I am certain that I have been permanently scarred (emotionally) by the episode with my parents when I came out to them. It was hard and difficult to understand the rejection that I felt and it still affects me till this day. Last night, I dreamt that my parents wanted Cam and I dead (which I know will never happen in real life) because dream-parents felt I was no use to the world and they would rather get rid of the problem (us) than to live with it. I was terribly upset in my dream as I got Cam involved and I was so very lost. We did flee at one point to prevent ourselves from getting harmed. When I woke, I felt drained but happy that it was just a dream and that Cam was still there beside me.
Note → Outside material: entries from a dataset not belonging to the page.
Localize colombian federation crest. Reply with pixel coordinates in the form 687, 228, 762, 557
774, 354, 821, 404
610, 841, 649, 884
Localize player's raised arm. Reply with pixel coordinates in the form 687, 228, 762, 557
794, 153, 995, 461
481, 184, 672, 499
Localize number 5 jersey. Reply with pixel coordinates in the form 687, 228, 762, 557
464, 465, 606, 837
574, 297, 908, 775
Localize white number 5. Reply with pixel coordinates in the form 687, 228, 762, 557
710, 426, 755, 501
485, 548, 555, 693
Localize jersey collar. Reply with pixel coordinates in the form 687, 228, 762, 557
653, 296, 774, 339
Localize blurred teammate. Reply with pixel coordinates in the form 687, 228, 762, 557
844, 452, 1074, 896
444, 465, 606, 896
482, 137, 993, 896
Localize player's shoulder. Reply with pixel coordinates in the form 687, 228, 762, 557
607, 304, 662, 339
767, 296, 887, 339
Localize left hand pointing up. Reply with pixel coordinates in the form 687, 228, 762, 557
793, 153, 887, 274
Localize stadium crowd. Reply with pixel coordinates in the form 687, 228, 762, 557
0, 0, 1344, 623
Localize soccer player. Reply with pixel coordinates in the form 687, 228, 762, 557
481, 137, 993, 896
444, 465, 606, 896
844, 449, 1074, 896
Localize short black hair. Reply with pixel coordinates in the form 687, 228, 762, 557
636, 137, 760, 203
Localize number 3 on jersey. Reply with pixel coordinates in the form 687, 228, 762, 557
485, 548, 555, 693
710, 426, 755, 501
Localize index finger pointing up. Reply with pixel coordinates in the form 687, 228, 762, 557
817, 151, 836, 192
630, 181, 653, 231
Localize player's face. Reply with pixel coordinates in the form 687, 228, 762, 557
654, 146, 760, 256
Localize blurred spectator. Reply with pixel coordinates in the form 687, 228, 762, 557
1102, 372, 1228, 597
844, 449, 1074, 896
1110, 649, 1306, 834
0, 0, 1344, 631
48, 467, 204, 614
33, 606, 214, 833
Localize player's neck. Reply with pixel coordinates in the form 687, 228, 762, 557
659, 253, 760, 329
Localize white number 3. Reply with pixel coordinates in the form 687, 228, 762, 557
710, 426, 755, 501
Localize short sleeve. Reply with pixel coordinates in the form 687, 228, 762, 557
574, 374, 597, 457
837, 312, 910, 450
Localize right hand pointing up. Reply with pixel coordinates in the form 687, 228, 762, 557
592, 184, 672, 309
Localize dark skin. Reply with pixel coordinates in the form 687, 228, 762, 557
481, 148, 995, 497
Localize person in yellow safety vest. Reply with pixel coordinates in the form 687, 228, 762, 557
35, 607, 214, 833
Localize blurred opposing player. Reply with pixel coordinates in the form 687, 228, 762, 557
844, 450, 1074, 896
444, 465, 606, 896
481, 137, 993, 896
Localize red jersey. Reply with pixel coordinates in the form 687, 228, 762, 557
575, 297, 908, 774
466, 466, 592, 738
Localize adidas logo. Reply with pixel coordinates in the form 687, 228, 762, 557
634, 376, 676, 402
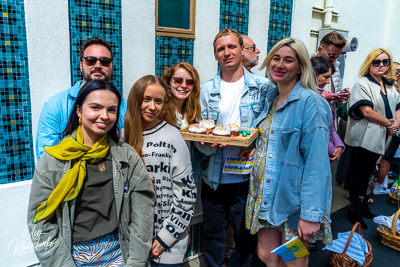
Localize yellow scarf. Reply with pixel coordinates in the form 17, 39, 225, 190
33, 125, 110, 223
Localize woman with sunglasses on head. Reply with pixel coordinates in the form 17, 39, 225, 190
372, 62, 400, 195
386, 62, 400, 93
124, 75, 196, 267
28, 80, 155, 267
240, 38, 332, 267
163, 62, 200, 129
345, 48, 400, 229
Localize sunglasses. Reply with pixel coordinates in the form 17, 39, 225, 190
321, 46, 342, 59
83, 57, 112, 67
172, 77, 194, 87
244, 44, 256, 52
371, 59, 390, 67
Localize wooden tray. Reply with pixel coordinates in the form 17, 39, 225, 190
179, 125, 258, 147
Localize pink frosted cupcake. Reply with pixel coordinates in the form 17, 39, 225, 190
189, 124, 207, 134
212, 125, 231, 135
200, 120, 215, 133
225, 123, 240, 136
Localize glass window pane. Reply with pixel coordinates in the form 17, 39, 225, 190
158, 0, 190, 30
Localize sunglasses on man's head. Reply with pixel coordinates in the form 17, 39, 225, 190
371, 59, 390, 67
83, 56, 112, 67
172, 77, 194, 87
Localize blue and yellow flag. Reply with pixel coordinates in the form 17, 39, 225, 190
271, 236, 310, 261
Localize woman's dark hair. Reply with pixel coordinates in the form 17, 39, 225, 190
61, 80, 122, 142
311, 57, 335, 77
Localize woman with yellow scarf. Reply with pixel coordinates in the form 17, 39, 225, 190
28, 80, 155, 267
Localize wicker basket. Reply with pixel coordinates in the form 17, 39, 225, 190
329, 222, 373, 267
376, 209, 400, 251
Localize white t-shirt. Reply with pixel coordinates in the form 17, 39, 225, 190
219, 76, 244, 184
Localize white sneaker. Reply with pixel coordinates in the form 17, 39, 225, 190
372, 183, 390, 195
382, 175, 389, 189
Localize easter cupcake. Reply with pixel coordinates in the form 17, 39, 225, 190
225, 123, 240, 136
189, 124, 206, 134
212, 125, 231, 135
200, 120, 215, 133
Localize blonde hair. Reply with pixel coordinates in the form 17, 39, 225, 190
162, 62, 201, 124
358, 48, 395, 77
213, 29, 243, 52
260, 38, 317, 92
124, 75, 176, 162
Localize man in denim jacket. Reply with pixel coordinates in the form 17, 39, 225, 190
197, 29, 273, 267
36, 37, 126, 161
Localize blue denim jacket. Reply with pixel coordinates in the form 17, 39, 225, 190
36, 81, 126, 161
257, 82, 332, 226
193, 67, 274, 190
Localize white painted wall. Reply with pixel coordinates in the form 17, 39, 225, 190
332, 0, 396, 88
248, 0, 270, 76
290, 0, 313, 51
304, 0, 400, 88
25, 0, 71, 162
0, 181, 39, 266
122, 0, 156, 99
193, 0, 220, 82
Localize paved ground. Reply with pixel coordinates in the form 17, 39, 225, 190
182, 162, 400, 267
I understand that through their religious beliefs they couldn’t accept it then (or I keep telling myself that), but the words they chose to use (which I will not elaborate here) were very hurtful and I will never encourage parents to mouth off to their children about anything that they just can’t understand. Parents may think that they are ‘just words’, but they are never ‘just words’ to children when all they want is understanding and support especially in scenarios like coming out. Hurtful words scar children deep down and it will never go away. I was lucky that I had been living away from my parents for over a decade and so I didn’t have to depend on their acceptance to continue living.
I learn from the episode with my parents, but the scars will never leave. I don’t see the scars but it somehow catches up with me once in a while.
The world is a very big place and there is room for everyone.